I continue to find myself frustrated by lack of understanding of the reach of the War on Terror. I have yet to hear any offical explain the stragety of the war, and unfortunately the Administration has been reluctant to lay it out as they are afraid of being labeled "War Mongers".
He runs off the rails with "War Mongers," but this pretty well captures how I felt first reading through the cycle "General X submits plan" + "Lincoln fails to comment on plan." I'm not talking about battle plans or campaign plans, I'm talking war-winning strategy.
However, it's not entirely a Lincoln thing.
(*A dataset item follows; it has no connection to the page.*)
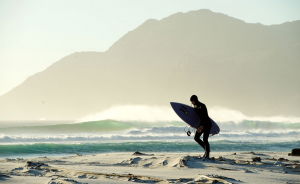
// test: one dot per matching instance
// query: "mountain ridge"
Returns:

Any administration has ample disincentive to "lay it out." Aside from "security" matters, we can count the inhibitors by analyzing the Civil War experience:
* You don't want the public measuring and judging your progress.
* You don't want commit in advance to a multi-election-cycle plan.
* You don't want to relinquish the freedom to make a large number of ad hoc decisions.
* You don't want people analyzing inevitable political tampering with what they perceive as a purely military plan.
* You don't want your political opponents proposing a concrete and better overall plan.
* You don't want your generals managing you by holding results hostage to men, supplies, etc.
* You don't want anything that smacks of timetable - not in any form, direct or implied, ever.
Those are seven unlucky breaks for national strategists.
Lincoln's aversion to strategy was a function of his political sense.